Ligue des champions : l’Inter était (vraiment) trop fort pour le Slavia

Inter Milan - Slavia Praha

Sans surprise, le Slavia n’a pas fait le poids contre le finaliste de deux des trois dernières éditions de la Ligue des champions. Trop inférieurs, les Pragois ont été balayés (0-3) par l’Inter à Milan, mardi soir, lors de la 2e journée de la compétition.

Avec Arsenal et Barcelone, qui se déplaceront à Prague en novembre et janvier prochains, l’Inter, plus encore devant son public, apparaissait, sur le papier, comme l’un des trois plus gros morceaux que le Slavia aura à affronter lors de cette Ligue des champions.

Sur le terrain, au-delà même du résultat sans appel, le contenu de la rencontre de mardi à San Siro a lui aussi confirmé que l’écart de niveau et la différence de qualité qui séparent les deux équipes étaient trop importants pour que le Slavia puisse espérer une issue plus heureuse à sa visite chez le vice-champion d’Italie.

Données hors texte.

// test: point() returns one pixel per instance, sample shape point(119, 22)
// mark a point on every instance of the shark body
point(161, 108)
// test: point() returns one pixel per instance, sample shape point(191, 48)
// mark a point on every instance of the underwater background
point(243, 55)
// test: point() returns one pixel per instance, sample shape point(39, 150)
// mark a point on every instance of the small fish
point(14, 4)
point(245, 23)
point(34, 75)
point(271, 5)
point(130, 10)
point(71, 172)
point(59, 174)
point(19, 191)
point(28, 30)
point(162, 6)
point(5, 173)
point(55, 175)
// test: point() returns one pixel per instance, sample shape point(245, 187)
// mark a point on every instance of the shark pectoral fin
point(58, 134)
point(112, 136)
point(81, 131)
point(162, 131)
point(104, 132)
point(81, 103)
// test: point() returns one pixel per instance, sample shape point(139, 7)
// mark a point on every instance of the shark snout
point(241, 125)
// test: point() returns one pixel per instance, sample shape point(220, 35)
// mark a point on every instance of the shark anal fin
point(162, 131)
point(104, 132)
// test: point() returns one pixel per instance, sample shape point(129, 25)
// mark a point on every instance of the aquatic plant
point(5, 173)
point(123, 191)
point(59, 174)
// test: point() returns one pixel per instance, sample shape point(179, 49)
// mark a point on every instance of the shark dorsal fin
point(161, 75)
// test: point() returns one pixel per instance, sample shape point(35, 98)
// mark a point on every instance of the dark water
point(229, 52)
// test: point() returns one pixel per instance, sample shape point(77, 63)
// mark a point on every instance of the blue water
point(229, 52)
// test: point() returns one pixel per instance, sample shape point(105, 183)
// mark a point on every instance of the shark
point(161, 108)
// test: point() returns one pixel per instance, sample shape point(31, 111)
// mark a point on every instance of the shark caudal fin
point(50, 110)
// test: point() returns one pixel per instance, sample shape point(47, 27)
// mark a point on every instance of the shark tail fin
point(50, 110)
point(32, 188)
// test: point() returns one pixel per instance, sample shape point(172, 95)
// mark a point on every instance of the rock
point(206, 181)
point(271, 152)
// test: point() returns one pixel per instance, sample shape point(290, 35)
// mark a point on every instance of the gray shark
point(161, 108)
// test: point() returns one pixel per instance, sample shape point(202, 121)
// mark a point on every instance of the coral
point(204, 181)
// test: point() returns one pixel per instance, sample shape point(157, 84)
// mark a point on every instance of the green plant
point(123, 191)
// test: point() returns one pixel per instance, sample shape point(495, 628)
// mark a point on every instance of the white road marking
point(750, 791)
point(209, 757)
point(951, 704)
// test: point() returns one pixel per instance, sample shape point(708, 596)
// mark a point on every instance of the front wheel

D’abord victime d’une erreur monumentale de son gardien international Jindřich Staněk sur une relance au pied dont profitait Lautaro Martinez pour pousser le ballon dans le but vide dès la demi-heure de jeu, puis d’un second but de Denzel Dumfries pratiquement dans la foulée (34e minute), le champion en titre de Tchéquie était déjà mené de deux buts à la mi-temps.

Lautaro Martinez | Photo: Tommaso Fimiano,  ČTK/Gonzales Photo/IMAGO sportfotodienst

Inexistants offensivement, avec un onze de départ sans véritable attaquant, les Pragois, malgré le soutien de leurs quelque 4 000 supporters, ont souffert de la comparaison avec l’une des meilleures équipes actuellement sur le continent.

Et en deuxième mi-temps, après que Lautaro Martinez s’est offert un doublé (65e), bien servi par un Marcus Thuram double passeur décisif, l’Inter, sans forcer, s’est contenté de contrôler un adversaire tchèque finalement pas mécontent de ne repartir de Milan qu’avec trois buts dans ses valises.

Une supériorité dans tous les compartiments du jeu qu’a d’ailleurs aisément reconnue l’entraîneur du Slavia, Jindřich Trpisovský quelques minutes après le coup de sifflet final :

Jindřich Trpišovský | Photo: Tommaso Fimiano,  ČTK/Gonzales Photo/IMAGO sportfotodienst

« Notre plus grand problème a été la transmission du ballon dans le haut du terrain à nos joueurs offensifs. Nous n’avons pas été suffisamment bons sur ce point pour avoir une plus grande possession et cela a fait que nous nous sommes retrouvés constamment ou presque sous pression en étant obligés de défendre. Nous ne sommes pas habitués à ça dans notre championnat. »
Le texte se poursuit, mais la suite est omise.